Wednesday, August 10, 2016

Skye's Evanescent Moods

"The light of memory, or rather the light that memory lends to things, is the palest light of all. I am not quite sure whether I am dreaming or remembering, whether I have lived my life or dreamed it. Just as dreams do, memory makes me profoundly aware of the unreality, the evanescence of the world, a fleeting image in the moving water."

(1909 - 1994)

Sometimes the most revealing shots of all - that record otherwise invisible rhythms of light and mood - are the simplest, requiring the least effort. As I've already written about in previous blog entries, Skye's one constant is its evanescence. One minute, one is enveloped in a cool mist, or is pummeled hard by cold rain; a minute passes, and rays of bright sun light up a valley that was all but invisible an instant ago; another minute passes, and the clouds magically transform into a symphony of light and shadow and - inexplicably - wondrous color that seems to simultaneously come from nowhere and infuse everything (the act that so transfixed and inspired the abstract artist Jon Schueler); then, suddenly, a mysterious, imperceptibly soft, wind, stirs away the magic, and renders Skye's secrets invisible once more, leaving only the soft "moooos" and "baaaahs" of the omnipresent cows and sheep in place to remind one that Skye's evanescence is fundamentally defined by an endless - irreducibly complex - play between the real and the surreal; with neither giving up its secrets easily.

The image at the top of this blog entry contains a short sequence of the same photograph, captured from the same spot (my position at our breakfast table, with me looking at our cottage's south facing window) and at the same time, but on different days during our stay. While not a fine-art masterpiece - it is nothing more than a quick "pick up the camera, steady the view, click, and go back to munching on the bagel" shot - the sequence provides an unadorned glimpse of Skye's alluring shifting moods and light. The specific images do not matter, as does not matter the order, nor the fact that the images were all taken on different days. I could have conveyed essentially the same meaning by capturing arbitrary images throughout any relatively short interval of time on any given day. Skye's "reality" cannot be captured by focusing on the details of how its moods and light change, but only by appreciating the constancy of change. On the other hand, Skye's "surreality" cannot be captured by a camera at all, and is best simply experienced

And that, perhaps, is Skye's second deepest lesson and mystery (the first mystery was mentioned in an earlier post: how - despite the incessant drama of Skye's landscapes, and unending froth of light and shadow - Skye nonetheless manages to impart a spiritually infused fantastical sense of quiet): while photography can be a powerful tool for self-discovery, its utility for this process can - paradoxically - sometimes be at odds with a photographer's ability to "discover" external truths. The ability to do the former precludes, to a degree, the ability to simultaneously to do the latter (echoes of Heisenberg's uncertainty principle?) For me, this certainly appears to be the case on Skye, where I can either: (A) capture certain aspects of Skye's shifting "lights and moods" with my camera (in a "fine art" / documentary manner, that focuses attention on the specifics of Skye's shifting "lights and moods" but ignores - because my camera's digital sensor cannot capture - deeper spiritual dimensions), or, (B) explore and become increasingly aware of richer levels of aesthetic and spiritual understanding by directly experiencing Skye's shifting "lights and moods (sans camera). But I cannot do - Skye does not permit one to do - both simultaneously.

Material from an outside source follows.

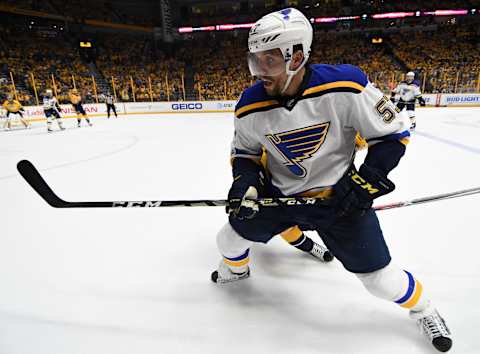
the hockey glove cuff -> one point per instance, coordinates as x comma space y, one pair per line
355, 191
241, 207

On the other hand, I may be over-complicating matters, as is my penchant to do, for as Lao Tzu reminds us, "The Way to do is to be." Ultimately, whatever distinctions may or may not exist between "doing A" and "doing B" are mine, and mine alone. I can experience Skye, I can capture (aspects of) Skye with my camera, I can be on Skye, but these seemingly disparate acts are all just "me being me" on Skye. Skye itself remains blissfully evanescent and eternally ineffable. And that is why I can't wait to go back to "me being me" on Skye.

1 comment:

Markus said...

Thanks for this (and all your other, especially those from Skye) thoughtful posts, Andy.

Isn't it that in the end it is very simple - after all "being" should not be too complicated. Its just that our minds as product of our socialisation and our being embedded in a family and society tends to get things interwoven and entangled in a network of expectations, models and the like, that influence our reception, actions and even artwork?

I was on the surface of a completely different cultural setup - at work in Zimbabwe - for two weeks, and have seen (have learnt would be to much to say) a lot that makes me re-think my view of the world. The "being there" seems to be a natural and positive way of my local friends to adapt to volatile situations.